Abstract: FR-PO649
Compared Effects of Calcium and Sodium Polystyrene Sulfonate on Mineral, Bone Metabolism, and Acid-Base Equilibrium in CKD Patients with Hyperkalemia
Session Information
- Fluid and Electrolytes: Clinical - Potassium, Sodium, Water
November 08, 2019 | Location: Exhibit Hall, Walter E. Washington Convention Center
Abstract Time: 10:00 AM - 12:00 PM
Category: Fluid and Electrolytes
- 902 Fluid and Electrolytes: Clinical
Authors
- Nakayama, Yosuke, Division of Nephrology,Department of Medicine,Kurume University, Kurume, Japan
- Kodama, Goh, Division of Nephrology,Department of Medicine,Kurume University, Kurume, Japan
- Ito, Sakuya, Division of Nephrology,Department of Medicine,Kurume University, Kurume, Japan
- Fukami, Kei, Division of Nephrology,Department of Medicine,Kurume University, Kurume, Japan
Background
Hyperkalemia is prevalent in end-stage renal disease patients, being involved in life-threatening arrhythmias. Although polystyrene sulfonate (PS) is commonly used for the treatment of hyperkalemia, direct comparison of effects between calcium and sodium PS (CPS and SPS) on mineral, bone metabolism and acid-base equilibrium has not yet been studied.
Methods
This study was designed as a prospective, open-labeled, randomized, and crossover study (n=40). Patients were orally administered CPS (ARGAMATE® 89.29 % GRANULE 5.6 g; powder 5 g) or SPS (KAYEXALATE DRY SYRUP 76%® 6.54 g; powder 5 g) after each meal. After 4 weeks treatment, each PS was immediately switched to another PS without washout interval, and followed-up for further 4 weeks. To investigate the cation-absorption capacity of CPS and SPS, we constructed an artificial colon fluid (ACF) based on the data of human diarrhea as described previously. One gram of CPS or SPS was added into the 50 ml of ACF (n=6, respectively). After filtration, the concentrations of K, Ca, Na, Mg, and NH3 in the supernatant were determined.
Results
After 4 week-treatments, there was no significant difference of changes in serum potassium (K) from the baseline (ΔK) between the two groups. However, SPS significantly decreased serum calcium (Ca) and magnesium (Mg) and increased intact parathyroid hormone (iPTH) values, whereas CPS reduced iPTH. ΔiPTH was inversely correlated with ΔCa and ΔMg (r=-0.53 and r=-0.50, respectively).
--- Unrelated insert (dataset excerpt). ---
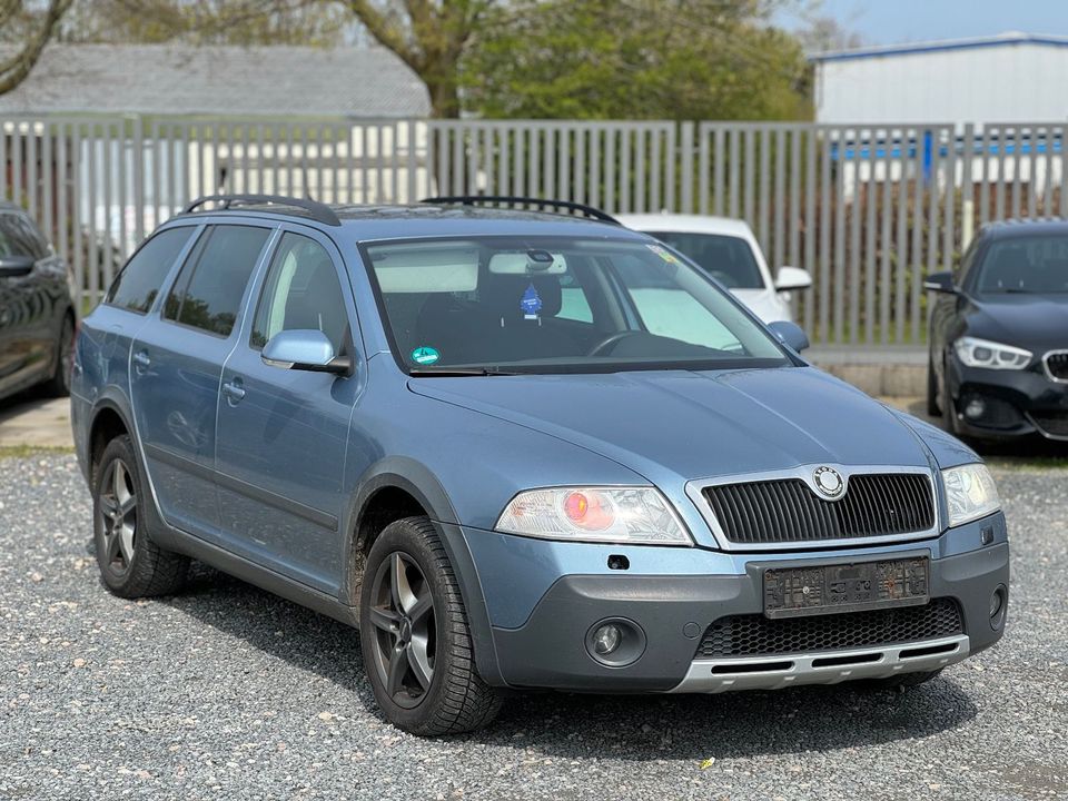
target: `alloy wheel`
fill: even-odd
[[[417,706],[434,681],[434,597],[415,561],[394,551],[375,574],[369,610],[374,670],[394,703]]]
[[[130,568],[137,541],[137,491],[122,459],[112,459],[100,484],[103,562],[121,575]]]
Furthermore, sodium (Na) and atrial natriuretic peptide (ANP) levels were significantly elevated in patients with SPS, but not with CPS, whereas ΔNa and ΔANP were significantly correlated with each other in all the patients. We also found that SPS, but not CPS treatment significantly increased plasma HCO3- and serum Na levels, while serum NH3 levels were not changed by either PS treatment. ΔNa and Δ(Na to Cl ratio) but not ΔNH3 were positively correlated with ΔHCO3- (r=0.75, p<0.0001, r=0.84, p<0.0001, and r=0.06, p=0.75, respectively). In artificial colon fluid, CPS increased Ca and decreased Na. Furthermore, SPS more decreased K, Mg, and NH3.
Conclusion
Compared with SPS, CPS may be safer for the treatment of hyperkalemia in pre-dialysis patients, because it did not induce hyperparathyroidism or volume overload.